Só pra começo de conversa, bolsonarismo não existe, pois bolsonaro (em minúsculo) é minúsculo e não tem ideias. São as ideias que têm bolsonaro. Ele simplesmente se tornou o receptáculo de uma série de preconceitos, discursos de ódios e conceitos retrógrados. Como um ralo sujo reuniu e consolidou um rio de esgoto respeitando simplesmente a lei da gravidade. Mas, por fins de simplificação, vou chamar esse esgoto represado de bolsonarismo. Dito isso vamos ao tema em si.
Semana passada comecei a reassistir Vale Tudo. Foi uma novela que acompanhei quando tinha 12 anos e que até hoje lembro de muitos momentos. Guardo um em especial na memória: quando Marco Aurélio derruba a porta do filho pois acha que ele é gay por estar ouvindo música clássica. “Que imbecil” me lembro de ter pensado na época e comecei a ficar com uma raiva eterna de gente rica preconceituosa e de mau gosto que só dá valor a dinheiro. Quem disse que novela não tem caráter educacional?
Mas óbvio, rever não é ver, e 32 anos criaram uma super sensação de estranheza com a obra. Fora a enorme quantidade de fumantes, a fixação nas cenas de Antônio Fagundes de cueca e o excesso de tempo perdido em cenas longas sem diálogo ou sentido pra vender trilha sonora, algumas coisas parecem realmente exageradas. Uma delas é o grupo de personagens.
Ao contrário das novelas atuais que seguem a linha do maniqueísmo soft onde os bons são sofridos e cometem o mal por vingança, e os maus não são tão ruins pois tem suas razões para terem ficado assim; em Vale Tudo todo mundo, com o perdão da palavra, é filho da puta. Todo mundo precisa e dá suas voltinhas, afinal o Brasil, como a novela preconiza, é assim. Não escapa ninguém. Seja em pequenos ou grandes atos todos estão a fim de se locupletar. Até mesmo a musa do bolsonarismo: Regina Duarte, a Raquel.
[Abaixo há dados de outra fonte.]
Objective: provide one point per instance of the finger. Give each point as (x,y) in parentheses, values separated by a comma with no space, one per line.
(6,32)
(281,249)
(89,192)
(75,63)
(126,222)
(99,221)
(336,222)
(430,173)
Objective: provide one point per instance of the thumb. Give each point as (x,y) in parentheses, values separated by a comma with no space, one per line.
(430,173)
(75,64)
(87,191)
É, a Raquel. A otária que tomou uma super manta da filha e vem ao Rio de Janeiro pois está “preocupada com ela”; a reacionária que se aproveita da bondade alheia e gosta de dar lição de moral nos outros; a mulher que acha que todo mundo está errado e só ela está certa. A epítome do passivo agressivo, uma filhote da ditadura em plena nova república.
Imagino bolsonaro, ostracizado do exército depois de conspirar em busca de aumento de salário, assistindo essa novela, enquanto concorria para vereador em 1988, pensando: “A Raquel tem razão, esses filhos da puta desonestos, ricos e pobres, acabaram com o Brasil”. Ou como Raquel diz num dos primeiros capítulos da trama “Me recuso a acreditar que o Brasil não tenha jeito”. Mas o que ele e Raquel não sabem é que o Brasil não precisa ter jeito, pois ele não é um carro que precisa de conserto, mas sim uma ideia e uma comunidade que precisa de acordo e diálogo. O que Raquel nunca teve com seu marido, um artista que ela odeia, e nem com a sua filha, que, sim, deu a volta na mãe. mas teve a coragem e o desejo que sua mãe sempre evitou.
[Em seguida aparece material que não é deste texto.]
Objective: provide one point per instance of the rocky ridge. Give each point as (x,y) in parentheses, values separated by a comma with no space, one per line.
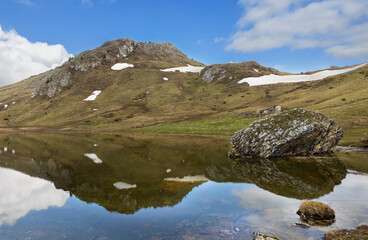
(120,50)
(234,71)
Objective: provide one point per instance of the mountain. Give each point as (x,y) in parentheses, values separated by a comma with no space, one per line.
(137,84)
Assim, ignorante da sua própria mediocridade, como Raquel vendendo sanduíches na praia, bolsonaro se tornou vereador, acreditando ser possuidor de uma moral superior ao resto do mundo, montando a sua banquinha de “venda” de salários na câmara municipal com Fabrício Queiroz, o seu “Poliana”, com o único propósito de se vingar do mundo. Sim, pois em Vale Tudo todo mundo é filho da puta, especialmente a Raquel.
E agora, 32 anos depois, somos governados por uma sensação de ranço feita em carne, por uma Raquel hiper-realista: uma hipócrita, corrupta, vingativa e ignorante, metida a moralista. O que fazer?
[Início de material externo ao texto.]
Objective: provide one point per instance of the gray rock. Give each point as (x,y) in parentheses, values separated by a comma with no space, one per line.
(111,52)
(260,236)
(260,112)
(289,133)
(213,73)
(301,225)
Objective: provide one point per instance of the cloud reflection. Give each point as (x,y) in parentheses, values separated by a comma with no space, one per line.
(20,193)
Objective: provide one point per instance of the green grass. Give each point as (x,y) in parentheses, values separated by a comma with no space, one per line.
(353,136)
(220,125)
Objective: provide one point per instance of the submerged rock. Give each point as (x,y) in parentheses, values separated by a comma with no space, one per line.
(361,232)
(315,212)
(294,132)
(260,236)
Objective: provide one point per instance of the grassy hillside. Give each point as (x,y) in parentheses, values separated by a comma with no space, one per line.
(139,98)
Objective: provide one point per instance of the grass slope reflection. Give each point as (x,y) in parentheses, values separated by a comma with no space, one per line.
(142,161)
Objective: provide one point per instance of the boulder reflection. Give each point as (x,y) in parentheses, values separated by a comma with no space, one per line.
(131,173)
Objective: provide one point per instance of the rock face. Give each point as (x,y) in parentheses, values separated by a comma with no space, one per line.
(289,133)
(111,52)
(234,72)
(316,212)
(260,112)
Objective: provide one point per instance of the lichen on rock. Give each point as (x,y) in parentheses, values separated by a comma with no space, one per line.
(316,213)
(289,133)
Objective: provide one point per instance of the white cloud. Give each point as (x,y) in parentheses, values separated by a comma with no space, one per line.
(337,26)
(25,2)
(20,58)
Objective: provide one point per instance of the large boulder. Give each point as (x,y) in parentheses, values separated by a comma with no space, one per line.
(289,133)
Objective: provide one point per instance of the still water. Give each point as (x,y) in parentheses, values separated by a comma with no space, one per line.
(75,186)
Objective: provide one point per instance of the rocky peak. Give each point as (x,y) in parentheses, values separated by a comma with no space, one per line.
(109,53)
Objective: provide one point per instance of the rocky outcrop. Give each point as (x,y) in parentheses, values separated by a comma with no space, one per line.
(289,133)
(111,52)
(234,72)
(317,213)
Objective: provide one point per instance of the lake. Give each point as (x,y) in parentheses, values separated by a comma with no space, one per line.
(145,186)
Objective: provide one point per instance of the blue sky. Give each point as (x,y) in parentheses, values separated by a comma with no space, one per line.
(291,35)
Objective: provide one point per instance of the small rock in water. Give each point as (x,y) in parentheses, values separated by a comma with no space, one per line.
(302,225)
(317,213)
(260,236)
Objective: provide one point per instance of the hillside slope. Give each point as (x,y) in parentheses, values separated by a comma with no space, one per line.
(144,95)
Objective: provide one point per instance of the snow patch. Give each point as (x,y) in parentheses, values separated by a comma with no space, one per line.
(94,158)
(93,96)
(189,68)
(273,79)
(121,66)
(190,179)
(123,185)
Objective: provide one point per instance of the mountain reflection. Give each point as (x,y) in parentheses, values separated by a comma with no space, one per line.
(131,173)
Talvez a resposta esteja num exemplo no próprio Vale Tudo. Minto quando digo que todo mundo é filho da puta em Vale Tudo. Há pelo menos um ser humano decente lá: Eugênio, o mordomo. Empático, culto, dedicado e humano. Um homem de gostos simples mas refinados, sempre pronto a proteger Heleninha. Um exemplo pra todos nós. Mas vive numa caverna. Como todos nós. E talvez isso o faça um filho da puta também. Afinal, “Para que o mal triunfe basta que os bons fiquem de braços cruzados”.
E é essa omissão da qual Eugênio e nós somos culpados que tornou o Brasil esse Vale Tudo da vida real. É, Cazuza, qual é o nosso negócio? Por que a gente é assim?